Tra il suo equipaggiamento sono stati trovati anche frammenti di fungo esca. Si tratta di un fungo abbastanza comune nei boschi, parassita degli alberi (ad esempio il faggio) famoso per le sue molte doti. Il suo nome deriva dalla più importante di queste: la parte interna scura prende fuoco con grande facilità e brucia a lungo senza fiamma, è quindi ideale come esca per accendere il fuoco. Ma il fungo è noto anche per la sua capacità antisettica e, secondo alcuni, per le proprietà allucinogene. Da qui un lungo dibattito su cosa ci facesse in fin dei conti il nostro fuggiasco con questa scorta. Accendere il fuoco? Medicarsi? O forse era uno sciamano e se ne serviva per i suoi “viaggi”? Qui a mio parere entra in gioco una mentalità tipica della nostra epoca iperspecializzata. Tutto ha una specifica funzione ed un uso esclusivo. Anche le persone hanno un lavoro determinato. Probabilmente quel fungo, al contrario, serviva a tutte le funzioni immaginate (e magari altre che abbiamo dimenticato) perché la rigidità con la quale assegniamo caratteristiche e funzioni agli oggetti è tipica dei nostri tempi e non è affatto scontato che le cose siano sempre andate così. Camminare e solcare sentieri può servire anche a questo, farci riscoprire il valore dell’essenziale, del poco che serve a molto. Chi viaggia a piedi sa bene quanto sia vitale scegliere ciò che si carica nello zaino, quanto la morale della montagna sia diametralmente opposta alla filosofia dell’usa e getta. In questo senso l’esempio che ci viene da 3000 anni fa è sempre una questione di scelta che noi operiamo ogni volta decidiamo di prendere lo zaino e camminare, non importa se per un giorno o per un anno, non importa se siamo guide, neofiti o vagabondi, quello che ci accomuna è la ricerca dell’essenziale, della leggerezza dello spirito, della libertà dal peso di cui la vita di tutti i giorni ci carica. E bello camminare nel verde, riappacifica con noi stessi, ma è forse il senso di libertà e di leggerezza che ci rende tutti, in fondo, figli del cammino.

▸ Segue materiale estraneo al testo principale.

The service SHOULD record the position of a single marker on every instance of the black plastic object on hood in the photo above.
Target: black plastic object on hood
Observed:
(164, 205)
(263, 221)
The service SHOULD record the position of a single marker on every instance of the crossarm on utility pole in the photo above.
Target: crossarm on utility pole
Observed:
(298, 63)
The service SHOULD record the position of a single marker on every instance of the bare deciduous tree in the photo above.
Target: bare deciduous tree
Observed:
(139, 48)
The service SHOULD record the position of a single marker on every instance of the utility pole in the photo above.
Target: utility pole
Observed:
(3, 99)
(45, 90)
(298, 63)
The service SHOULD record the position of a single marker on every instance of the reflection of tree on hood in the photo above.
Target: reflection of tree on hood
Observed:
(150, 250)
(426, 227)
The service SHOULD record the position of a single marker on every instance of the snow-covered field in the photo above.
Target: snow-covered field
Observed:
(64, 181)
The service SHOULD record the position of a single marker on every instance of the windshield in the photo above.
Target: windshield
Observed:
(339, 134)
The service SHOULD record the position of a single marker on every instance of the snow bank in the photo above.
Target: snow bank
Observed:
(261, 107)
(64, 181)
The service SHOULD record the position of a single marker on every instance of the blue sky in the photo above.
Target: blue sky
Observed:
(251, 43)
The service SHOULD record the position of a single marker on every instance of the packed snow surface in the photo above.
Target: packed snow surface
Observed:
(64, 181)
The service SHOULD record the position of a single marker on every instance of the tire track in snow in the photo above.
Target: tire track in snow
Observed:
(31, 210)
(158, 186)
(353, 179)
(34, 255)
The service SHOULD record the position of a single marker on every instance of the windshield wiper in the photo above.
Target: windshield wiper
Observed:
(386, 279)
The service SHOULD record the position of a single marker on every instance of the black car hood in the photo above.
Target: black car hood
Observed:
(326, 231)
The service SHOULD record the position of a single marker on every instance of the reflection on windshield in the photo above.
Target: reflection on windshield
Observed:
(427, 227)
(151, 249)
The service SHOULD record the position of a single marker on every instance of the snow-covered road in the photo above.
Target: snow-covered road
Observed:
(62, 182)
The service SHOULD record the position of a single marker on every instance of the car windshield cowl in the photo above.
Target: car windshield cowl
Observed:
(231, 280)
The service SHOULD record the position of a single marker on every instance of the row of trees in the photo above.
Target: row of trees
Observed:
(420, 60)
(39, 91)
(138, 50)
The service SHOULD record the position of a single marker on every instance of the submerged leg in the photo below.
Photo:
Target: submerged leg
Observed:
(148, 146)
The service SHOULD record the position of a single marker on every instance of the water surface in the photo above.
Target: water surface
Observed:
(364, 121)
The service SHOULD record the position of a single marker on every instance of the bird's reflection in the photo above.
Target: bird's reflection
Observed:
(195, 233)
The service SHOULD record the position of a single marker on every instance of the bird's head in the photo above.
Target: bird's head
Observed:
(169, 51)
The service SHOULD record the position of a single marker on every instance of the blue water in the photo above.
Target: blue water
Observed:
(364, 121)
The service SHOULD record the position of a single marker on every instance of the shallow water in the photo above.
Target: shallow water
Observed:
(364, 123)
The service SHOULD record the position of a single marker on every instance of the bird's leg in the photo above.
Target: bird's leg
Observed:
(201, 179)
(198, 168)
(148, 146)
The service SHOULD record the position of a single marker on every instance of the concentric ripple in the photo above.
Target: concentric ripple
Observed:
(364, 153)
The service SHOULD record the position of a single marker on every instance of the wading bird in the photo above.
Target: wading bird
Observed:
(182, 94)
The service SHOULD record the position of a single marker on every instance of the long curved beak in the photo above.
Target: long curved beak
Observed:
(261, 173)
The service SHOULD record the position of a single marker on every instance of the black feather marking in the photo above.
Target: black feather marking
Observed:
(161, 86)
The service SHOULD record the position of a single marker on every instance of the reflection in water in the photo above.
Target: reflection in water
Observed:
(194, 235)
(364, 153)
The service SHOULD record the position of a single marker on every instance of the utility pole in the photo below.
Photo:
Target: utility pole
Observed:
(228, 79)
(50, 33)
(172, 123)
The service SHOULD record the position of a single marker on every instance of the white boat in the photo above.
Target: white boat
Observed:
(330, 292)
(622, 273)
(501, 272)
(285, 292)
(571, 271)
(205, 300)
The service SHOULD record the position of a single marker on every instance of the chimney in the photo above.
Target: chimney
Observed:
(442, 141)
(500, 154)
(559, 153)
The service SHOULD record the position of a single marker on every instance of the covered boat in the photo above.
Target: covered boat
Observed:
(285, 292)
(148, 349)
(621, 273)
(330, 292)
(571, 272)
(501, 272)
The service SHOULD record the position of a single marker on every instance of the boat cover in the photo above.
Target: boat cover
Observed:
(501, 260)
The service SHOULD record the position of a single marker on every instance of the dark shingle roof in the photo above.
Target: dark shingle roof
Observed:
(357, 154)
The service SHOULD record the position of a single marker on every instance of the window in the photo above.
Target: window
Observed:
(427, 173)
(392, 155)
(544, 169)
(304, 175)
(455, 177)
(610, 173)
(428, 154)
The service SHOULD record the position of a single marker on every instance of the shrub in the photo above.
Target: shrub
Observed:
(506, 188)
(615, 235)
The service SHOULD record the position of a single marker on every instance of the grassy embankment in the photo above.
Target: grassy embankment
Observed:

Un’ultima considerazione. Spesso vedo persone giovani e meno giovani scuotere la testa quando incontrano ragazzi su sentieri o per strada che sfoggiano tatuaggi, come esempio dei tempi di decadenza morale che stiamo vivendo. Il nostro amico Ötzi, vissuto 3000 anni fa aveva sul corpo la bellezza di 61 tatuaggi; forse per motivi curativi, forse religiosi, forse estetici, forse non lo sapremo mai e di sicuro ha poca importanza, ma era veramente un teppista.